Far from the Ukrainian front lines, labor trouble is brewing at the Iowa Army Ammunition Plant. After a set of union contracts expire Friday, up to 500 workers represented by ten unions could walk off the job. Any failure to negotiate a new contract weakens America’s munitions supply chain. An extended work stoppage may even endanger the flow of critical ammunition to the Ukraine military.
While the current production runs at the Iowa Army Ammunition Plant are not detailed publicly, the Army-owned facility, which is managed by American Ordinance LLC, produces several important types of ground warfare munitions, including 40mm grenades, components for 60mm, 81mm and 120mm mortar cartridges, 120mm tank ammunition, shells of various sorts for 155mm cannons, clearing charges, demolition blocks and a range of missile components—including FGM-148 Javelin and FIM-92 Stinger warheads. Army sources and contract award documents suggest the facility can produce M982 Excalibur warheads, mines, long-range precision artillery ammunition and other tailored explosive products.
Employees at the Iowa Army Ammunition Plant perform dangerous work where, according to Zach Peterson, a business agent for Teamsters 238, “one wrong move on their part can result in their death, and the deaths of the workers around them.” Without the union workers, the World War II-era facility will have trouble churning out the modern shells, grenades and charges America needs, likely crimping the flow of U.S. ammunition to the Ukrainian front line.
Contract negotiations at the Iowa Army Ammunition Plant are fractious at the best of times, but, given the potential grave national security consequences—and the priority Russia’s government places upon constraining Ukraine’s access to modern weaponry—the U.S. government must start tracking the contractual standoff now, and be ready to broker a viable labor agreement if the workers and management hit an extended impasse—or are pushed into one by outside influencers.
Union Workers Are Preparing For A Work Stoppage
Tensions are high at the 19,000-acre ammunition plant, where the unions contend that wages, insurance, holidays and COVID polices are significantly stingier than that of other area employers. “American Ordnance provides less compensation than the cookie factory down the road, which both pays better and has lower employee health premiums,” says Peterson.
At a local level, the unions and company seem far apart.
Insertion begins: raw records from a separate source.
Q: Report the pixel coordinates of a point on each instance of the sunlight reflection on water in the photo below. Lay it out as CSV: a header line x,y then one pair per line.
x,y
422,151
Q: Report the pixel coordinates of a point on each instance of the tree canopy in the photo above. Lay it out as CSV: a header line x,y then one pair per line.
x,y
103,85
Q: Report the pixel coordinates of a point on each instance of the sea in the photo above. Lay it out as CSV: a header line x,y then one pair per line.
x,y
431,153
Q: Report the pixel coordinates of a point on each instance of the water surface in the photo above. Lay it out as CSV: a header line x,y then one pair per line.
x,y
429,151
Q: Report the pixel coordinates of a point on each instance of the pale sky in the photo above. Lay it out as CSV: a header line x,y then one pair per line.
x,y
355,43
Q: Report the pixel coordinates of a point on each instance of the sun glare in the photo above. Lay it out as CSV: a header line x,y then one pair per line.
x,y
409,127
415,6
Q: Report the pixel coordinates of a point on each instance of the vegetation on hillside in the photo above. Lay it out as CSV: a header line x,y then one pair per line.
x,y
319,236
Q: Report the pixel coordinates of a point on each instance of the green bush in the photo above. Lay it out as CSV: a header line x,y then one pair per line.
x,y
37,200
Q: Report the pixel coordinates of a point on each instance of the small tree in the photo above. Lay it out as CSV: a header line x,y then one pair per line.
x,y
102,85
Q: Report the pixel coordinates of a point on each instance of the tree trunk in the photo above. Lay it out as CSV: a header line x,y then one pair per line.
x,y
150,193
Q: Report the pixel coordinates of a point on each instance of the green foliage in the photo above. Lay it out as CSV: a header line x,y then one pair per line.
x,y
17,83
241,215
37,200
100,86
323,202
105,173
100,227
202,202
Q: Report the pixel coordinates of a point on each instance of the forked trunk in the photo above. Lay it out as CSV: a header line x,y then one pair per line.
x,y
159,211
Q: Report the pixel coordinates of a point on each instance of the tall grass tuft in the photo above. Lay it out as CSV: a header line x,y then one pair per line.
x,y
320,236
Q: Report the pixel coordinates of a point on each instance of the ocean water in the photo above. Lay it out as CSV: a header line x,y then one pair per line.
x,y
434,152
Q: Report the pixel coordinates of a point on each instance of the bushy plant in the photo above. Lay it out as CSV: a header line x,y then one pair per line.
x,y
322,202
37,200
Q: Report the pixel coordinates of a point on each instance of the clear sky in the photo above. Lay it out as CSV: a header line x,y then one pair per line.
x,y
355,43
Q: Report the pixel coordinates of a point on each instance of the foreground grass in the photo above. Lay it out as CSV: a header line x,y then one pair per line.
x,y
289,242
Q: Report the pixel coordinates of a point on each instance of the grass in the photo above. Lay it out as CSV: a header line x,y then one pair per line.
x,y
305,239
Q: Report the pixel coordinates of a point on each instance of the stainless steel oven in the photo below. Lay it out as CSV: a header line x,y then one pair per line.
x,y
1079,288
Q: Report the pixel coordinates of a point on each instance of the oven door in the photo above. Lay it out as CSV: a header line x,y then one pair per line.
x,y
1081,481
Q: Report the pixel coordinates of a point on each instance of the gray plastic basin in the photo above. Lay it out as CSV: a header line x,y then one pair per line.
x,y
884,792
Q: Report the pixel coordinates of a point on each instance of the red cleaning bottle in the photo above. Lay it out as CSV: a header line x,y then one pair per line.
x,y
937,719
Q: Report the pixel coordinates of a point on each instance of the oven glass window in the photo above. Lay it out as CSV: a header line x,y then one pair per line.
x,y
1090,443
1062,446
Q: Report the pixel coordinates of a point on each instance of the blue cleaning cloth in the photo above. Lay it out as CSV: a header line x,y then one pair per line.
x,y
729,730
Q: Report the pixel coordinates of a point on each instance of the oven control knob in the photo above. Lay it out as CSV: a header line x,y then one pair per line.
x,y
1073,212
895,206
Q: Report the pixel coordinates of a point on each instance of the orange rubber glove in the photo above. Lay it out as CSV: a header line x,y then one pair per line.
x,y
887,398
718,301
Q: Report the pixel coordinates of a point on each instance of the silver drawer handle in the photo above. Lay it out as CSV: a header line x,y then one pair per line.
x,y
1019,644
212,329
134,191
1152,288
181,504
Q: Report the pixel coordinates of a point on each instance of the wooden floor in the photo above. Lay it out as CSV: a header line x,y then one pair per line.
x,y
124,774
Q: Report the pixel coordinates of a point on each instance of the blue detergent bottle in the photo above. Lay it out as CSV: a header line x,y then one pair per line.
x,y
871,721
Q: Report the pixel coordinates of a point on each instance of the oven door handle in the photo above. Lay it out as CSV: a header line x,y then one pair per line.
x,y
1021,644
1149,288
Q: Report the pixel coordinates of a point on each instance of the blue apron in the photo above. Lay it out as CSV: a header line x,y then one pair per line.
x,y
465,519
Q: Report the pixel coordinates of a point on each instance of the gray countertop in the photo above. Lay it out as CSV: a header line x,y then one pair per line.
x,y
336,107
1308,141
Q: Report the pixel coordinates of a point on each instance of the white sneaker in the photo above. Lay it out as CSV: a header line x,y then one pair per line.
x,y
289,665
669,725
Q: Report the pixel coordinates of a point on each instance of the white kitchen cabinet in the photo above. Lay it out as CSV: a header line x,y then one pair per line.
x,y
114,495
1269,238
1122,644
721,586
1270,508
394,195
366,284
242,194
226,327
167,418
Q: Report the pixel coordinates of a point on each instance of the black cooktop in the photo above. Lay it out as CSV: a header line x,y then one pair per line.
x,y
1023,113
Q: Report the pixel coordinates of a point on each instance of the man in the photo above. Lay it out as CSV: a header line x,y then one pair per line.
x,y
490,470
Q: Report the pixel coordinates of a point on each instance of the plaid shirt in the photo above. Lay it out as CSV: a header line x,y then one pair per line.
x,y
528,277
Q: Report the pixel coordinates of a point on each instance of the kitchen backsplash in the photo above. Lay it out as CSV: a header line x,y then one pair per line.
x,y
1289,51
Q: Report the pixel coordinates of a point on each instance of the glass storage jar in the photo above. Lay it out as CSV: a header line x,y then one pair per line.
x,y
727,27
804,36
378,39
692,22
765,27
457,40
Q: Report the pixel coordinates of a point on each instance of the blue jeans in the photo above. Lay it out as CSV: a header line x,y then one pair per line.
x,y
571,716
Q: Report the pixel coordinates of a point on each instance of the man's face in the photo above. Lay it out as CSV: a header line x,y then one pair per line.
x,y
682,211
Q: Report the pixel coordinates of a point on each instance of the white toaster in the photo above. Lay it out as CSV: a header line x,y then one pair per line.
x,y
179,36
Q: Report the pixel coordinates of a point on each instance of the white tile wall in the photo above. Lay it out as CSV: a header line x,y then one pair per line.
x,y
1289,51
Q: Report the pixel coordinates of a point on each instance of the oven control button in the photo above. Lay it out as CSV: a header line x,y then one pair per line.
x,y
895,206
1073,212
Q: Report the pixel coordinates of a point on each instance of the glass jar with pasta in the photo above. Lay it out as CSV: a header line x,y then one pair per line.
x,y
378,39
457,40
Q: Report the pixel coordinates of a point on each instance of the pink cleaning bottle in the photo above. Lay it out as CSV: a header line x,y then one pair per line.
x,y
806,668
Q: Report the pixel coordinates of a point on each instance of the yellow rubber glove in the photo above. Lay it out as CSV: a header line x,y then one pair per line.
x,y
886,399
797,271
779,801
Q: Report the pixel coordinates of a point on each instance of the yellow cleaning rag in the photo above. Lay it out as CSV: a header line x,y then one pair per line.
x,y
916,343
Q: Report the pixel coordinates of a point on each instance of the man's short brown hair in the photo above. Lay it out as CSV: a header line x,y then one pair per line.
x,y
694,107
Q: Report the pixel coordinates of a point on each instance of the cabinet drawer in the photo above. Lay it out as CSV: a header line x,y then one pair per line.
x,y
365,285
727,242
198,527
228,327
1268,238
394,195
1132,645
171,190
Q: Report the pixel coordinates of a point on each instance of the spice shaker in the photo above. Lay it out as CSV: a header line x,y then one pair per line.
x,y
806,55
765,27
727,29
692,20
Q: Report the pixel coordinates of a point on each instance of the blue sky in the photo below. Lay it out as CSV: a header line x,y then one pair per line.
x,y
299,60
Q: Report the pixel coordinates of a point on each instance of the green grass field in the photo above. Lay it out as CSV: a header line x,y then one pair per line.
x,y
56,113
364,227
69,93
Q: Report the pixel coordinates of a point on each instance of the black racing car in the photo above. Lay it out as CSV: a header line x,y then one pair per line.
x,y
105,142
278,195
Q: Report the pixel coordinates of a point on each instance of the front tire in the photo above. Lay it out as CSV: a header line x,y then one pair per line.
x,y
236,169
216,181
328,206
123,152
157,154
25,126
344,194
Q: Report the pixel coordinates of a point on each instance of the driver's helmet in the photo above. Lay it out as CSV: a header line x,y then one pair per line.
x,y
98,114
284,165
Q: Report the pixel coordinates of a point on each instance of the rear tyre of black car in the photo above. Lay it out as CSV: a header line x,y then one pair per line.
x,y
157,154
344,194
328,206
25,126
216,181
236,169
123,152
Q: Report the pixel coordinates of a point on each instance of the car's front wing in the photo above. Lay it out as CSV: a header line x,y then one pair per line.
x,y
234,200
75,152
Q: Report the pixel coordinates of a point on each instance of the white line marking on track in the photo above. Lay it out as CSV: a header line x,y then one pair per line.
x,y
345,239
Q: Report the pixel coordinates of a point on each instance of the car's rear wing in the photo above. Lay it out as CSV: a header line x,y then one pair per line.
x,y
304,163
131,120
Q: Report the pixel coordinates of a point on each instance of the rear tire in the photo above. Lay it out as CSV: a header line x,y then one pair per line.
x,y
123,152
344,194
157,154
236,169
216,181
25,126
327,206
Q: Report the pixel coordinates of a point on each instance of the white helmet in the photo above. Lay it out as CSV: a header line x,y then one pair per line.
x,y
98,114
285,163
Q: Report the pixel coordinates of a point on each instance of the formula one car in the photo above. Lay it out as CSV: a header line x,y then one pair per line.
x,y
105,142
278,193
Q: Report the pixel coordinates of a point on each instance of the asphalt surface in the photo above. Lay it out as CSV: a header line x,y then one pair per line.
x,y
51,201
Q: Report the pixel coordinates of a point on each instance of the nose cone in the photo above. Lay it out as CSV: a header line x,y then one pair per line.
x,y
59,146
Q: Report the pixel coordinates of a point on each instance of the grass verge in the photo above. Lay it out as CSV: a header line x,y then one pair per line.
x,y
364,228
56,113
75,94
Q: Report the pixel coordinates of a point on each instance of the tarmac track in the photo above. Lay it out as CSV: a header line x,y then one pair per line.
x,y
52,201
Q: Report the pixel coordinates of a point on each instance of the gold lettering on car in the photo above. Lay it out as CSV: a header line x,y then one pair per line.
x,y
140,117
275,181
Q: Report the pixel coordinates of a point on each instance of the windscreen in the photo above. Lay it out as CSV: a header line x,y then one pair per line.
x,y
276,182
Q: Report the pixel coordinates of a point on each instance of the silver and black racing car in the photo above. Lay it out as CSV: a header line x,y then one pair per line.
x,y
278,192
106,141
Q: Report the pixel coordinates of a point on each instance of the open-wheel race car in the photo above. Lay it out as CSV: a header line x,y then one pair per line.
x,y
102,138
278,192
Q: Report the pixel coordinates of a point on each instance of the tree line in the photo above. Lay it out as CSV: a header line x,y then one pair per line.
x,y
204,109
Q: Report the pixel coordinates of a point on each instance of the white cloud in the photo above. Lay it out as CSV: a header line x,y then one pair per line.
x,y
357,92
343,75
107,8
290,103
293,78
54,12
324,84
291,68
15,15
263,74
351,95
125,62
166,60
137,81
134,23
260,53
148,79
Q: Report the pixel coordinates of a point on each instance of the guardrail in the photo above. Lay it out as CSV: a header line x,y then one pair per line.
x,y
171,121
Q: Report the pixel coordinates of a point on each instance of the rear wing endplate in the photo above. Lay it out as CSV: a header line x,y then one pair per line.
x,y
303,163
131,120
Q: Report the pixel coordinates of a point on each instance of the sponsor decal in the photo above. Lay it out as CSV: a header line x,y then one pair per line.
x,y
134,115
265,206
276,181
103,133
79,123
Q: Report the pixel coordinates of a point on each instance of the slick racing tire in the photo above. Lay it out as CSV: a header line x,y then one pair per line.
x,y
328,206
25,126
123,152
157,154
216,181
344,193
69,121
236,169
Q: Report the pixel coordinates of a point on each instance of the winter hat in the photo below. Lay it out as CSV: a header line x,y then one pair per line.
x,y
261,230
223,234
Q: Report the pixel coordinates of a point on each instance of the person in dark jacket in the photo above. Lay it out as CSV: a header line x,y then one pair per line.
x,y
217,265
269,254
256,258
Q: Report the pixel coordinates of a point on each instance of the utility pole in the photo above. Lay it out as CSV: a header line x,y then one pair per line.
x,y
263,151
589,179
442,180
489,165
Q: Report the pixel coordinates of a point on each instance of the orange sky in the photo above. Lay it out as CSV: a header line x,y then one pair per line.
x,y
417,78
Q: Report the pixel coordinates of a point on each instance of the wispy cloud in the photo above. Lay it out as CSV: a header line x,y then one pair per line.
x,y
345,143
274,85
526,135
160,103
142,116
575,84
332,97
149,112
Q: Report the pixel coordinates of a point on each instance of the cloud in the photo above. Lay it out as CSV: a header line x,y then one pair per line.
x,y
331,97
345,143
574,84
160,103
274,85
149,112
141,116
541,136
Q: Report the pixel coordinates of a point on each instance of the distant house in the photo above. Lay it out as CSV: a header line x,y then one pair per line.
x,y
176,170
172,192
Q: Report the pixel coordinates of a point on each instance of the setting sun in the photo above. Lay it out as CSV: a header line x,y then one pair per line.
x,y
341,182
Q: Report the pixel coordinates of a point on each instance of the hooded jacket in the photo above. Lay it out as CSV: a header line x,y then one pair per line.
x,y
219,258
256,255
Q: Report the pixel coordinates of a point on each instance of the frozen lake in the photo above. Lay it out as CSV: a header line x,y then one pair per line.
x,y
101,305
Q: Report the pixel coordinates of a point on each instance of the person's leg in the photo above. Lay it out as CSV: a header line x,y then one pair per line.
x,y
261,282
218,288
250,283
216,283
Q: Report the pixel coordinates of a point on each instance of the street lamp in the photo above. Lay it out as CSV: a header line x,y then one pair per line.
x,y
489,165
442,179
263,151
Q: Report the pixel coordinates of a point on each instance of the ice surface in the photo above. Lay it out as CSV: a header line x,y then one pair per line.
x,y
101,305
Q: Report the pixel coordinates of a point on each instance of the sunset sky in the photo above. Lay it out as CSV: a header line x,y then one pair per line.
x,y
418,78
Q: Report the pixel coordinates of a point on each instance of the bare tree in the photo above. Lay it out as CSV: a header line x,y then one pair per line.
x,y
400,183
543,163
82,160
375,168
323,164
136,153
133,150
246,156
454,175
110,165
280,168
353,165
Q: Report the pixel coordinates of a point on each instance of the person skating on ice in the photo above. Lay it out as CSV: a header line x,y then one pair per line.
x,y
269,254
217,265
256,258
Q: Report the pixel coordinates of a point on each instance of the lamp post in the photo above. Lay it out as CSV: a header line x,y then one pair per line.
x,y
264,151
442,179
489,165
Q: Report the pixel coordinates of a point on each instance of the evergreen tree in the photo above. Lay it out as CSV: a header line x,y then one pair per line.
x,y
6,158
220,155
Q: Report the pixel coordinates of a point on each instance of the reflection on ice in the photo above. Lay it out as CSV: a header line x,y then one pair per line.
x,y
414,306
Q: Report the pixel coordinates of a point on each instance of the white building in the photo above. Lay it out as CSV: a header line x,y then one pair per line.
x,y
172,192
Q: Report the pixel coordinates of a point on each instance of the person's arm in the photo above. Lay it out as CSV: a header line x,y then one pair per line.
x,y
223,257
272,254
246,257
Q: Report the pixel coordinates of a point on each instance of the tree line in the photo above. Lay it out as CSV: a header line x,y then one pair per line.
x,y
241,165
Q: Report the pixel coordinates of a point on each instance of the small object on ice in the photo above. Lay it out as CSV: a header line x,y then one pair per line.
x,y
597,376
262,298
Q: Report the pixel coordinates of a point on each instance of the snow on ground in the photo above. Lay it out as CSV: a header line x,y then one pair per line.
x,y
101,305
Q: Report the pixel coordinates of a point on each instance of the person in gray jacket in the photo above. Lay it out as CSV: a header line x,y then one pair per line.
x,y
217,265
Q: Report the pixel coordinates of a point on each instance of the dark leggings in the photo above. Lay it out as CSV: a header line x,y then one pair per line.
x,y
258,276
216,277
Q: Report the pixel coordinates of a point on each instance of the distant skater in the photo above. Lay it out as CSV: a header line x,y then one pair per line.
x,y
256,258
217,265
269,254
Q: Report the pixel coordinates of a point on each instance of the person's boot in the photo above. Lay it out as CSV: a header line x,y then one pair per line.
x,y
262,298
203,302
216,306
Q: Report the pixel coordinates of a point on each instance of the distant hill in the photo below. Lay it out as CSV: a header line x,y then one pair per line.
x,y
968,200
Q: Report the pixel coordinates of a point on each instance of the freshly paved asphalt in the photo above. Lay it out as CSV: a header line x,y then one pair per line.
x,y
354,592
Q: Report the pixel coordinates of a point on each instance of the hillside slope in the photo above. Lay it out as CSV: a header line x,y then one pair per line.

Unlike other industries, the company forces workers to use sick leave and vacation when they are directed to stay home due to infection or exposure to COVID, leading employees to report to work sick, spreading COVID through the facility, “due to fear they would be without a paycheck for two or more weeks.” But, during negotiations, “the lead negotiator for the company has literally laughed at employees’ concerns regarding COVID leave pay,” by “saying the company wasn’t interested in paying employees that had ‘the sniffles.’”
Distaste for labor concessions may extend out of Iowa and into some well-appointed East Coast executive suites. American Ordinance, operating out of Middletown, Iowa, is a branch of the sprawling, privately held Day & Zimmermann conglomerate, a Philadelphia-based enterprise whose website says it’s a 51,000 strong, “century-old, family-owned company” with $2,7 billion in annual revenue. Union negotiators say that “the company’s bargaining team has given every indication that they have been given virtually no authority by Day & Zimmermann to make any significant movement.”
Multiple emails to Day & Zimmermann’s office of corporate communications and to Matt Rivera, Day & Zimmermann’s Vice President of Marketing and Communications, went unacknowledged.
Strike May Snarl U.S. Efforts To Support Ukraine
The Teamsters’ Peterson painted a dire picture of the state of contract talks, saying the union was “still bargaining over insurance and paid leave accrual, and haven’t started bargaining wages,” and that negotiators have seen very little movement on the part of the company and bargaining this cycle seems to be worse than three years ago.
While not reflective of the other nine unions, the Teamsters Local 238 has already authorized their negotiators to call a strike if required.
Given the challenge of negotiating with 10 different unions and American Ordinance’s preference to keep benefits uniform, contract negotiations at the Iowa Army Ammunition Plant can be difficult and hard to conclude. Strikes have happened before. In 2016, the Machinist and Aerospace Workers Local 1010 and Teamsters Local 238 walked off the job after rejecting their proposed contract and stayed out for almost a month.
A brief work stoppage seems inevitable. But a long strike may have wide-ranging consequences for the U.S. military, Ukraine and other U.S. allies that depend upon U.S.-supplied munitions for ground combat. In the current environment, contract negotiations are tough and necessary things to thrash out, but, given the potential impact to national security, prudence demands the U.S. government be alert for any external effort to influence key negotiators, executives and workers.
Labor disputes happen. They are a normal part of America’s labor history. But an extended fight would be a real problem. Nobody but Russia will win if this key western ammunition facility gets sidelined for months. Given Russia’s prior efforts to destroy or degrade Ukraine’s European sources of critical ammunition, interfering in a simmering U.S. labor dispute may well pose an irresistible target for Russia’s vast cadre of clandestine influencers.